Caveats: Yep, there's that $450 annual fee, which has been a focal point of discussion around this card since it was rolled out in 2016. Although the price is pretty typical among premium travel credit cards, that amount might be tough for some cardholders to swallow—especially if you're just an occasional traveler. Also, this card has an APR range of 17.24% to 24.24%. If you don't pay your bill in full each month, the resulting interest charges will swiftly outpace any rewards you get.
Best All-Around Travel Credit Card
Which issuer has the best credit card for travel points, without charging high annual fees? Unless you're an ultra-frequent flier or a devotee of one single hotel or airline brand, you need a good all-around travel rewards credit card—one that makes it relatively easy both to earn and to redeem points for a broad range of travel expenses. If you travel overseas often, the best credit card for international travel won't charge foreign transaction fees—most don't—and will be accepted broadly outside the U.S.
The Winner: Capital One Venture
Wondering what is the best credit card for travel? Now you have your answer. This Capital One card stacks up as the best travel rewards credit card in 2018 for all-around use, even if you only charge a couple thousand dollars a month—regardless of which airlines and hotel chains you use.
Why it wins: Among the top travel credit cards, this one stands out for a few reasons: Its sign-up bonus of 50,000 points is worth $500, at the high end of the range for travel cards, while its simple "double miles" earnings formula means you don't have to keep track of rotating categories. The $95 annual fee is waived for the first year. As a bonus, the low end of its APR range is a few percentage points below other major cards in the same category.
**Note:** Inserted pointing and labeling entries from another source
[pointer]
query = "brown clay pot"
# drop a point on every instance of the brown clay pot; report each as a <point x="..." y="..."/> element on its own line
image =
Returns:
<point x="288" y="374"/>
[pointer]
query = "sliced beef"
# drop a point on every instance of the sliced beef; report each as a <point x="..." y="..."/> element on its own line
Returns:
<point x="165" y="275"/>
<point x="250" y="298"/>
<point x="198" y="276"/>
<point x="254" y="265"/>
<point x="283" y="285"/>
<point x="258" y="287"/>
This combination of features make the Capital One Venture the best travel credit card for travel miles—even if you're not a serious road warrior.
The terms of the Capital One Venture card are as follows:
- 2 miles per dollar
- 50,000-point bonus if you make at least $3,000 in purchases within three months of opening your card account.
- Annual fee:$0 first year, then $95
- APR: 14.24%-24.24%
Caveats: Unlike some other cards for frequent travelers, this card doesn't offer additional travel-related perks—like a credit against airline fees or TSA PreCheck registration.